発症後一週間後に来院。初診での主訴は「口の周りから水が漏れる」 顔を正中腺(中心を通る線)で分けて見ると唇は右側へ引っ張られ、鼻唇溝も非対称となる。額をつり上げるマッサージをするとまぶたもつられて開き、白目が露出する。週に2~3回の治療を受け、3ヶ月ほど経つと顔の印象が整ってきて水も漏れなくなり、白目が露出することがなくなった。また自覚症状としてのこわばりは日を追うごとに改善しているようだが、マッサージをする側からもこわばりが取れていくのがわかった。発症して初診までの2ヶ月弱は全く変化が見られなかったが、治癒をあせらず鍼灸を受け続けたのがよかったと思われる。

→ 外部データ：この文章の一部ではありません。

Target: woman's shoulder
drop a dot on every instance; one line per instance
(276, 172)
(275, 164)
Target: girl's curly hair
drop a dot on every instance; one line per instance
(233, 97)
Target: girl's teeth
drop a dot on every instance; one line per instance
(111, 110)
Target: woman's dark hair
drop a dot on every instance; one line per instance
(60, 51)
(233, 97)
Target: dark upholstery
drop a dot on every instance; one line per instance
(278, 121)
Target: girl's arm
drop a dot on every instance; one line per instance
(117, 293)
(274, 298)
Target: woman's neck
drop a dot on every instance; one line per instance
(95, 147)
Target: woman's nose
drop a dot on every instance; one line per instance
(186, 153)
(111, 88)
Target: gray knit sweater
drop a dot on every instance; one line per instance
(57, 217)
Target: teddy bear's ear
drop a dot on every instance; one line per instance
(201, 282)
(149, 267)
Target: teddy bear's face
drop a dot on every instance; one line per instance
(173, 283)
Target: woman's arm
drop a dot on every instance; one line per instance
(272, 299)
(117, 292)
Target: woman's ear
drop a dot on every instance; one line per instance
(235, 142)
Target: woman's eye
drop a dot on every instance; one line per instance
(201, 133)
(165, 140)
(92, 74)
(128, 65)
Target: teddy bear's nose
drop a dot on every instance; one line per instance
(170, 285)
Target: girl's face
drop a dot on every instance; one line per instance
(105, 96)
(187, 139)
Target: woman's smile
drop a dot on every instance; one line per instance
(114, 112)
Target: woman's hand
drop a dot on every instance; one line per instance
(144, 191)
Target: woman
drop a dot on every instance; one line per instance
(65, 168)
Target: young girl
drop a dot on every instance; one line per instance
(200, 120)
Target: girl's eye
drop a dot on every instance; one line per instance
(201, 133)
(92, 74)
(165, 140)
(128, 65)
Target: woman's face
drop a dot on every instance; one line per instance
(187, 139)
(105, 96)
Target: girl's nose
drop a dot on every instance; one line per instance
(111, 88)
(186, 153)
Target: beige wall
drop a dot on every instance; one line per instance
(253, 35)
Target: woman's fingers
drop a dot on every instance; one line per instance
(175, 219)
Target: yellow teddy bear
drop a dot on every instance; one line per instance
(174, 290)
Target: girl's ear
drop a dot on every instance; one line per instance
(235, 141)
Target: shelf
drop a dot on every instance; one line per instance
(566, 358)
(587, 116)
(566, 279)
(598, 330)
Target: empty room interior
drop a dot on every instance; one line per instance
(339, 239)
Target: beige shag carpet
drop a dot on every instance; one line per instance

(4)E・Tさん 31歳 男性 ベル麻痺 発症の2日後で顔の左半分が完全麻痺、こわばっている感じる。頭痛を伴う。病院ではステロイド点滴と漢方を処方される。二週間後に来院。1回目で頭痛が取れ、こわばりが少しやわらかくなる。1週間に3回のペースで通院し1ヶ月経つと、見た目には分からないくらいまで回復。よく観察すると口を広げるときに左側が少し広がりきらない感じはあるが機能的には問題ない様子。その後は週に1回で何回か通院していて、後遺症を残さずに完治できた。傷害された部位が深くなかったことと発症後すぐに来院したことで、効果的な治療ができ比較的早い回復がみられた。

(5)M・Y さん 20歳 男性 ハント症候群 主訴は「表情が出せない」。発症から5ヶ月ほど経過してからの来院。1回目の治療後、自覚的に顔のこわばりが少し取れた模様。仕事の都合でコンスタントに通院できないが週に1~2回のペースで治療を受け、しばらくすると顔の筋肉に柔軟性が出てくる。異動で東京を離れるまで3ヶ月ほど通い、完全ではないがそれまで自分で思うように作れなかった表情が作れるようになる。治療開始時期が遅く、初診の印象で回復は難しいように思われたが、本人の治りたい気持ちも手伝ってか鍼灸の効果が良く表れた。